Direct Conversion of Fission Energy Into Electricity in Liquid Gallium Contact Potential Cell

Nuclear fission of uranium releases about 93% of its energy in the form of highly charged (up to 20+) and highly energetic fission fragment (83.5MeV average) and other ionizing radiations, including beta and gamma radiations. Liquid gallium is a semimetal that had been previously explored as a self recovering ionization media for alphavoltiac contact potential cell (CPC), and had been evaluated as a suitable replacement coolant for the next generation of fast reactor. By improving the neutronic aspect of a Liquid Gallium CPC (LGaCPC) with low neutron absorption construction materials, and by using a heterogeneous mixture of CANDU fuel grade uranium oxide powder (provided by CAMECO Inc.) and liquid gallium as its junction material, the direct conversion of fission energy to electricity has been observed when irradiated by the thermal neutron flux of the SLOWPOKE-II Research Reactor at the Saskatchewan Research Council.
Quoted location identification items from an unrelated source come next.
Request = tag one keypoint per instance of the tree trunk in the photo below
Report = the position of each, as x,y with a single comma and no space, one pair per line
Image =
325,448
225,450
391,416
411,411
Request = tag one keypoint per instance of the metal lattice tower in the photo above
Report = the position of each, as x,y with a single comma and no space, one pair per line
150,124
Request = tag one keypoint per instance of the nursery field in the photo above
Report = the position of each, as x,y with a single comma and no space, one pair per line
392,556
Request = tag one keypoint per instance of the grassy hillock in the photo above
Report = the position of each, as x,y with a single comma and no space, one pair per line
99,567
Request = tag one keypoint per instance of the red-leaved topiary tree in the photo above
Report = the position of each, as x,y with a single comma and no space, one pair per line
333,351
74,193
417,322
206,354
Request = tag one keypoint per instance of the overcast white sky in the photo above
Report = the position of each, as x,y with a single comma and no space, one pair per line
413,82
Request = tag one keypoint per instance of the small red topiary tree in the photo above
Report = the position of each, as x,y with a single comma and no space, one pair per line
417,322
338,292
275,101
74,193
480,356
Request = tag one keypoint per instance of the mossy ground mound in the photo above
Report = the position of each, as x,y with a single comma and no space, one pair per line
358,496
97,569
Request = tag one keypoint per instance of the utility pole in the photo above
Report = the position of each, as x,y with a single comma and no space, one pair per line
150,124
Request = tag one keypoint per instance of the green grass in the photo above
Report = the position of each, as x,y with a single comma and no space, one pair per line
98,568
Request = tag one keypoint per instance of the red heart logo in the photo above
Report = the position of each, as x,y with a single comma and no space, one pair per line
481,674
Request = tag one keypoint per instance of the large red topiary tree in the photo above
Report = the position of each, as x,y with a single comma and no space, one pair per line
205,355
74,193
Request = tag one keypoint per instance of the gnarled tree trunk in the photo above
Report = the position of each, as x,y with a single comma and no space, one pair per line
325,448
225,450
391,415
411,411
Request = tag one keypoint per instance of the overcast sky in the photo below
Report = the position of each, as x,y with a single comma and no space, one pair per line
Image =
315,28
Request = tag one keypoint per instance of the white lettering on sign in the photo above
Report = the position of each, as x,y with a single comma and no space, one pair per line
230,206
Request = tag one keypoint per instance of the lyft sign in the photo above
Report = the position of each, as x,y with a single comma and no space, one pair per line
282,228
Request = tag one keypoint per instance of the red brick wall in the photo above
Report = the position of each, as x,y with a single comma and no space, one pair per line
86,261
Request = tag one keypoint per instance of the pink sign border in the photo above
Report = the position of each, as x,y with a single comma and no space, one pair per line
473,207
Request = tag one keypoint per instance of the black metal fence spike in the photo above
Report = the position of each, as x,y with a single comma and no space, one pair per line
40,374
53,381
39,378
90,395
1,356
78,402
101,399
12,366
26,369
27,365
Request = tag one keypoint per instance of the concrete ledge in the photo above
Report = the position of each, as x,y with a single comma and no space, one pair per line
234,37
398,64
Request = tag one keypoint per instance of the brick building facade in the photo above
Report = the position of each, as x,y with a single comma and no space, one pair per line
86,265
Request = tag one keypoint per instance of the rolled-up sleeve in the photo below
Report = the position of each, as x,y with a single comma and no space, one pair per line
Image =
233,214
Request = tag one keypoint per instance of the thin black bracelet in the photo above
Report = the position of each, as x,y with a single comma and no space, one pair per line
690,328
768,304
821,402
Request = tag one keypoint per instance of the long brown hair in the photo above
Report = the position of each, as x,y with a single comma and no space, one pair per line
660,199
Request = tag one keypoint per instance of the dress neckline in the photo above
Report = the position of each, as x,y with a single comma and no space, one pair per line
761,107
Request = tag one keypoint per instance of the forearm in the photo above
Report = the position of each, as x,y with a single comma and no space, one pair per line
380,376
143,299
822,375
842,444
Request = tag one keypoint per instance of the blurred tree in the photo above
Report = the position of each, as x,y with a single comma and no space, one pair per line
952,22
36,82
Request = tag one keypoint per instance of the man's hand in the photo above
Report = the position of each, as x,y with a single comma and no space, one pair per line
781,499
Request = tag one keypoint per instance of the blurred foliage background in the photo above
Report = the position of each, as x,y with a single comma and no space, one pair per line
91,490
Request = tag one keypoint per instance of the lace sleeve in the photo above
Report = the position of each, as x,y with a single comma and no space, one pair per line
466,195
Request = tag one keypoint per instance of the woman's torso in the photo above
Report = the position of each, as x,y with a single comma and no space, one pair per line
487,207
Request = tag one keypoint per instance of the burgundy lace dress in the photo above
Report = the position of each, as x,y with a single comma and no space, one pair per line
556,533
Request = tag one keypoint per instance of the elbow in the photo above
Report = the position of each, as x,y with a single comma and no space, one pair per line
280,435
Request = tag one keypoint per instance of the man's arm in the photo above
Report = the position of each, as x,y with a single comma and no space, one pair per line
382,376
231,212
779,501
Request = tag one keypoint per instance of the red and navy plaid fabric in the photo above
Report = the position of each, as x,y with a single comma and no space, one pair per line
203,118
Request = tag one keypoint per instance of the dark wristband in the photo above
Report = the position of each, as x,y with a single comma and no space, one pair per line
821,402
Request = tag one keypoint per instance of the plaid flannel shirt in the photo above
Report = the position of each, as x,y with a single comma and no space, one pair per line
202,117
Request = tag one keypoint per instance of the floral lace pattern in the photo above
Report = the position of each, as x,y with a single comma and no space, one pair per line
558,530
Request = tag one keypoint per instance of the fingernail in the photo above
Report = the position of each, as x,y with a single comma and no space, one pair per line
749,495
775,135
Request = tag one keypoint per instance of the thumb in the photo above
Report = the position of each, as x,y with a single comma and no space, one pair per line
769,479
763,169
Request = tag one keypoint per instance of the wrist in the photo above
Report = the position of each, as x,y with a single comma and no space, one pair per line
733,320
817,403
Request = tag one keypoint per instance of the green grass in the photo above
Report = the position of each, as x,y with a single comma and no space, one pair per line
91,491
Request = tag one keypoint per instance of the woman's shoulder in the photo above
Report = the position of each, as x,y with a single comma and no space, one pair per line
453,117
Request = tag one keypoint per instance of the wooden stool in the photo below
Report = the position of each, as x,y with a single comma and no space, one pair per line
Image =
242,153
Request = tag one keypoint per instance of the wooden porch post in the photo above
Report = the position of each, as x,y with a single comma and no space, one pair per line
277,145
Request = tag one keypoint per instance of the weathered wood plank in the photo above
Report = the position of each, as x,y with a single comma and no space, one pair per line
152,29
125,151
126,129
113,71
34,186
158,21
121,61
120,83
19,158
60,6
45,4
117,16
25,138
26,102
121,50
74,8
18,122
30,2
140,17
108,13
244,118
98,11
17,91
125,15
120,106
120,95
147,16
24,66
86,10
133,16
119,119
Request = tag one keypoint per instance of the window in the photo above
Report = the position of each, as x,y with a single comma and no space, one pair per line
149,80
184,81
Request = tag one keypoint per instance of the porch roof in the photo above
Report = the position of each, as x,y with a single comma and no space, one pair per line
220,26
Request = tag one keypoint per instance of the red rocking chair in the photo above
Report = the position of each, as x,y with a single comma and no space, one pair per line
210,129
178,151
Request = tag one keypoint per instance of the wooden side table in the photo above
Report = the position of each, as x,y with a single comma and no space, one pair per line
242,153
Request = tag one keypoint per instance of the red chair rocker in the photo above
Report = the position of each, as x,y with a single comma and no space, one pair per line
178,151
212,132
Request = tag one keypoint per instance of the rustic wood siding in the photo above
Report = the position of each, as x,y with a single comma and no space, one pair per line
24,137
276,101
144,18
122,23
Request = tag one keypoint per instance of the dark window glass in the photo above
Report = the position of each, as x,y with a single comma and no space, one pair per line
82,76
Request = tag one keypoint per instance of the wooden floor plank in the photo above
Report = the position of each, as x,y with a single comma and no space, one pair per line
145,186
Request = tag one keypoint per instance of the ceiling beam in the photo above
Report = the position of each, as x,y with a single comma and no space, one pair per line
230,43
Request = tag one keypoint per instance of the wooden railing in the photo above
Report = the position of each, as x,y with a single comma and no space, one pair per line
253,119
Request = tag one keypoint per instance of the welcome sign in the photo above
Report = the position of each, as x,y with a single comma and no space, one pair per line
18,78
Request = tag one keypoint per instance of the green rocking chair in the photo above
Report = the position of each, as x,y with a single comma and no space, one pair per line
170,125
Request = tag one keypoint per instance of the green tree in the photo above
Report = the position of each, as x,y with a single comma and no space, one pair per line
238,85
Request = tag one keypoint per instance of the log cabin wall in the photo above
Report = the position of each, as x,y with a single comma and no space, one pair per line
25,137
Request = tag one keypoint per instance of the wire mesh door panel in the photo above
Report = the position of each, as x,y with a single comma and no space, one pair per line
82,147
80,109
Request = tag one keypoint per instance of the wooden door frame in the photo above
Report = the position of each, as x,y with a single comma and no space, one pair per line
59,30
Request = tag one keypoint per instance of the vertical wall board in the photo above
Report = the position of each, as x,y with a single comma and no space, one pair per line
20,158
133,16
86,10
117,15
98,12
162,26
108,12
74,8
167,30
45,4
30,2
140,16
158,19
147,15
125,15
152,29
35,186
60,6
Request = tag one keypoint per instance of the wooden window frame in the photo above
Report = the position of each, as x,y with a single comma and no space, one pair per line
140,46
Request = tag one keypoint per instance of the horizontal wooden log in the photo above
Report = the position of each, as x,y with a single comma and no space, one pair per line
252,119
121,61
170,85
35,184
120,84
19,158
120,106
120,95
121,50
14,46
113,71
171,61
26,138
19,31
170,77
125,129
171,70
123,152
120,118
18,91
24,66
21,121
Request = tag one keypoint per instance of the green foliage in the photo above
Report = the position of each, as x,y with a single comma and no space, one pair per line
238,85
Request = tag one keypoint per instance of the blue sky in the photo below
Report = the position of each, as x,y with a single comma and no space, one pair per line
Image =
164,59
To further explore the effect of temperature on the operation of the LGaCPC, a High Temperature LGaCPC (HTLGaCPC), and a 6 meter high monolithic Large Volume Submersible Neutron Irradiation Chamber (LVSNIC) have been designed and constructed, which allow high temperature fission experiment up to 623K with a thermal neutron flux of 1.18 x 1010 n/cm2/s and the result is presented here, along with discussions on the operating principle of the LGaCPC, and on the construction and measurement techniques used in this study.